When not set (the default), no parsers get compiled statically. The library downloads them at runtime using the download feature.
Names must be alphanumeric or underscore and must exist in sources/language_definitions.json. Unknown names produce a build warning.
TSLP_LINK_MODE¶
Controls how statically-selected parsers link. Requires TSLP_LANGUAGES.
| Value | Effect |
|---|---|
dynamic (default) |
Compile parsers into .so/.dylib/.dll files, load them at runtime |
static |
Link parsers directly into the binary |
both |
Produce both static and dynamic variants |
wasm32 targets always use static, regardless of this setting.
TSLP_LINK_MODE=static example¶
To produce a single self-contained binary:
PROJECT_ROOT¶
Override the directory build.rs searches for sources/language_definitions.json. build.rs walks up the directory tree to find it automatically; this variable is useful for unusual build setups.
WASI_SYSROOT¶
Path to the WASI sysroot when cross-compiling for wasm32-wasi. Used by build.rs when targeting that architecture.
How build.rs works¶
build.rs (in crates/ts-pack-core/) runs every time environment variables or source files change. It does these steps:
-
Reads
sources/language_definitions.json— 306 language entries, each specifying the grammar repository, revision, file extensions, and optional C symbol overrides. -
Compiles selected parsers — when
TSLP_LANGUAGEShas a value, it invokes the system C compiler on eachparsers/<language>/src/parser.c. The output format (static archive or shared library) follows fromTSLP_LINK_MODE. -
Generates Rust source files written to
OUT_DIR: registry_generated.rs— the language registry (name → parser function)extensions_generated.rs— file extension to language name mappingambiguities_generated.rs— ambiguous extension lookup table- Query files for highlights, injections, and locals
The build embeds these generated files via include!() macros in src/registry.rs and src/extensions.rs.
Vendor the grammar sources¶
Before building with TSLP_LANGUAGES, you need the parser C sources locally:
This runs scripts/clone_vendors.py, which checks out the correct revision for each grammar into parsers/. The script is idempotent — already-cloned grammars do not re-clone.
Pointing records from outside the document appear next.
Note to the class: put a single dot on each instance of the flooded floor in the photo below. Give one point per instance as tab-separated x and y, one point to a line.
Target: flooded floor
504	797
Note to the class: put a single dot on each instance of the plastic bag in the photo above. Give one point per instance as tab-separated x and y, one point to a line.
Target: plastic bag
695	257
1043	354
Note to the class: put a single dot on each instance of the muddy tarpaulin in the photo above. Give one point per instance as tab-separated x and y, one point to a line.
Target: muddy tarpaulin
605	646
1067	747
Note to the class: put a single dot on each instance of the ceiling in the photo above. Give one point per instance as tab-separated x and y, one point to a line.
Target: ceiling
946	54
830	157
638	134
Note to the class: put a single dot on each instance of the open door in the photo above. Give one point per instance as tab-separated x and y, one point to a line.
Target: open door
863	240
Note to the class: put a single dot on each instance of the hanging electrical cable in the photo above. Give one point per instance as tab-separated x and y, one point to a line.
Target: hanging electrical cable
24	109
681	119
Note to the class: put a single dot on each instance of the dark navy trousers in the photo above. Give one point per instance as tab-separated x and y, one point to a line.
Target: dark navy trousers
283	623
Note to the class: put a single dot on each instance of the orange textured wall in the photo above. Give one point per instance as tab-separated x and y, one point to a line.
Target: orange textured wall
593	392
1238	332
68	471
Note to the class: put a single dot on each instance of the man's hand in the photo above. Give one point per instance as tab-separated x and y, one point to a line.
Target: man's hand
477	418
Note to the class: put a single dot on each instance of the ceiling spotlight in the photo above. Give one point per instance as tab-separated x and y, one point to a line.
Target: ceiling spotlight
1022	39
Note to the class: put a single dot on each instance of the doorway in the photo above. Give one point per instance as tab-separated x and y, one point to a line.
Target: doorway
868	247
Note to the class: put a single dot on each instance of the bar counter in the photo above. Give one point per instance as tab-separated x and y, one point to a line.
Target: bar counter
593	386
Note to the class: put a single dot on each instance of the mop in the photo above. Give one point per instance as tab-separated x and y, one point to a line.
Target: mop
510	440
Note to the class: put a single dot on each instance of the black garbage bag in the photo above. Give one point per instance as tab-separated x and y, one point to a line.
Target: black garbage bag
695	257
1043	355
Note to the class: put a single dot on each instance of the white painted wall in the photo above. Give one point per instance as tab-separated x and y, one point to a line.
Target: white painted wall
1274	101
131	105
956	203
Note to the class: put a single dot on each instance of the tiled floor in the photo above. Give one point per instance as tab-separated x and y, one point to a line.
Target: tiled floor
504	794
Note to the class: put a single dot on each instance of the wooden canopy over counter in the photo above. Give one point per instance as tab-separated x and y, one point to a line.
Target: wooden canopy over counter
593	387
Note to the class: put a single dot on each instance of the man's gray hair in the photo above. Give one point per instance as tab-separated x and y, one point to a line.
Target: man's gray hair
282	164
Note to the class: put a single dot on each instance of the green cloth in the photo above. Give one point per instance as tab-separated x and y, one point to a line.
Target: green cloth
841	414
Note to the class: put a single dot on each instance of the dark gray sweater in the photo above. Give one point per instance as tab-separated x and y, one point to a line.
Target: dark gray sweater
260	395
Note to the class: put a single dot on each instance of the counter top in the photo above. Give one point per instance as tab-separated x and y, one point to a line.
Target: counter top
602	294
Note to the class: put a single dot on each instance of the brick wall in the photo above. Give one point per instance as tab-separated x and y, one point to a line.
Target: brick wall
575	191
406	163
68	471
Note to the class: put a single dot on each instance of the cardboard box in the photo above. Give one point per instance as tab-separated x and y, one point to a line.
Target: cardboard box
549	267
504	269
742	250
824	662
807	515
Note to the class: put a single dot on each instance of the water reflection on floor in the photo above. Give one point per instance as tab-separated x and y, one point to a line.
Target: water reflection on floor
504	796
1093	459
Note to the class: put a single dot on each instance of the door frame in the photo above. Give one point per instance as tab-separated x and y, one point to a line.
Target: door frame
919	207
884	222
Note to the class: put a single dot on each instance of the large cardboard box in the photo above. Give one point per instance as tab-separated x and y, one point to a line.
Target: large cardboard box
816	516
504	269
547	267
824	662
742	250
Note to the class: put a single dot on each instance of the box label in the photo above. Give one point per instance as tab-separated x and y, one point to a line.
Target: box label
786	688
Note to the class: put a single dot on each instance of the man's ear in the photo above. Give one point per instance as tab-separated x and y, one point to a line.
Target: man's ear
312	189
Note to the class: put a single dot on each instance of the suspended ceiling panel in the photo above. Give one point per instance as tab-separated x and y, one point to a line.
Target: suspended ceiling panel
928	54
To clone a specific language:
Building the CLI¶
The release profile uses thin LTO, a single codegen unit, opt-level = 3, and strips debug symbols.
Running tests¶
# All Rust tests
cargo test -p tree-sitter-language-pack
# Run a single test
cargo test -p tree-sitter-language-pack detect_language_from_extension
# Criterion benchmarks
cargo bench -p tree-sitter-language-pack
Run task --list to see all available task commands including per-binding test commands.